CHICAGO — Gerry Hansell’s well equipped for a lucky weekday afternoon spent fishing — microfishing, to be specific. It’s the art of chasing not trophy bass nor trout, but tiny species most fishermen regard as bait, if they regard them at all.
Hansell’s rod is so small it collapses to fit in a pocket. His hook? So minuscule as to be nearly invisible. And he’s brought an almost embarrassing surplus, a whole cup of wigglers he retrieved from the back of his fridge. He cracks the lid of the cardboard cup and shrugs. Today he will need only a tiny chunk of flesh to bait his hook. His entire expedition won’t require even one whole worm.
Microfishing involves line fishing for species that rarely grow above a few inches in length, some warier and rarer than others. The activity has been slowly attracting a devoted following in the U.S. The Midwest contains a healthy concentration of microfishing enthusiasts.
“People are interested in something novel, something new,” says Ben Cantrell, who started the website micro-fishing.com.
Hansell, an avid angler who has been microfishing for about a year, chooses a trickle of water off the main stream, peering into puddle-depth pools.
“This spot is blessed with low, clear water,” he says, gently dropping a line, “so you can see what you’re fishing.”
Within minutes, he feels a tug and hoists his thrashing quarry from the stream, slick, wet, shining in the sun. He holds up a fish barely longer than one joint of his finger. Hansell identifies him as a blackstripe top minnow and slides him back into the stream.
Microfishermen understand why their sport is a bit of a head-scratcher for the rest of the sport fishing community.
“When I first came across it,” says Chris Stewart, who imports and sells Japanese fishing rods and tackle, “I thought well, this is weird, but I like weird stuff, so this is for me. No one else will like it.”
Stewart, whose website specializes in tenkara, a Japanese form of fly fishing, first discovered microfishing through Japanese tanago fishing, in which anglers pursue different species of tanago (bitterling) in order to catch the smallest fish possible.
“It just felt so different than the feel over here in the U.S.,” he says. “The trend in fly fishing seems to be the longest cast and the biggest fish, the most extreme destinations, not even Alaska anymore, it’s Patagonia or something like that. And here are these guys in Japan, sitting on the side of a ditch and catching 2-inch fish. It seemed so opposite and so … serene.”
In 2012, as tenkara fishing began to catch on in the U.S., Stewart added a line of tanago fishing gear to his inventory, unsure whether anyone else would share his fascination with catching tiny fish. He quickly discovered that a community of microfishermen already existed. Among them was Cantrell, a mechanical engineer, who started microfishing in 2008.
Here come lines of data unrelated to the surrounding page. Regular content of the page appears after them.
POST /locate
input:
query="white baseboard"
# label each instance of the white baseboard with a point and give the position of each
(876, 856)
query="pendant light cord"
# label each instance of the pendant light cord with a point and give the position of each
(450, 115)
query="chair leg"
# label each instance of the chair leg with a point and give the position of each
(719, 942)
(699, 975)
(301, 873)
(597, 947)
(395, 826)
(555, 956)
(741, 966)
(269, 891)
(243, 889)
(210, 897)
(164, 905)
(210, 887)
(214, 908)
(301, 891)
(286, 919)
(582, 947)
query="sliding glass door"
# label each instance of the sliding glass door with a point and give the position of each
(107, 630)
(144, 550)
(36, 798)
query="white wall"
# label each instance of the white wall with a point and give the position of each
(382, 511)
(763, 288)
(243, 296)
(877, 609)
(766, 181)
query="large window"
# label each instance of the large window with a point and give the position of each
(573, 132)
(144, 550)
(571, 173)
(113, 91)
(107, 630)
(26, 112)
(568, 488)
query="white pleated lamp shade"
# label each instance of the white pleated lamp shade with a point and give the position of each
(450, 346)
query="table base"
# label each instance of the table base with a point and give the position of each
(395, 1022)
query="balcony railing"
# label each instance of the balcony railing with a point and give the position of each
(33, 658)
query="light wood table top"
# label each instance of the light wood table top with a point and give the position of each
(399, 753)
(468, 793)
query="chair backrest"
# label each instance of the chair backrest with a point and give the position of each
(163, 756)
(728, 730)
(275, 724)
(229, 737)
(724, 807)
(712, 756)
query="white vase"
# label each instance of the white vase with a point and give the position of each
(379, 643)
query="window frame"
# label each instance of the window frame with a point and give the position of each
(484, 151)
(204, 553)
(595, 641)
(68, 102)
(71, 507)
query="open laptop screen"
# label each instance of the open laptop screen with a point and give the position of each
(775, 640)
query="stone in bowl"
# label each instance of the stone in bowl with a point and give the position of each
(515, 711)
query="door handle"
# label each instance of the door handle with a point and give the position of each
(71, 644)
“I didn’t start fishing until I was in grad school,” Cantrell says, “so I think I approached it from a different angle than a lot of the sport fishing community, because no one told me I should go after bass or walleye. For me it was a way of getting out of the office and into fresh air, and I started poking around and seeing what I could catch.”
Downsizing, Cantrell and others point out, opens up opportunity for anglers. “A lot of the fish in the world are relatively small,” says Dan Gibson-Reinemer, a fish biologist at the Illinois Natural History Survey, “so they’re not targeted by most anglers. That’s where species diversity comes in.”
To pursue new species, anglers must research available species in each waterway and then cross-reference their catch with field guides and other fishermen for positive identification.
“It’s really changed my perspective on the outdoors and on fishing,” Hansell says. “Once you get into microfishing you get a more intimate connection to the place because you understand what’s there.”
Microfishing involves line fishing for species that rarely grow above a few inches in length, some warier and rarer than others.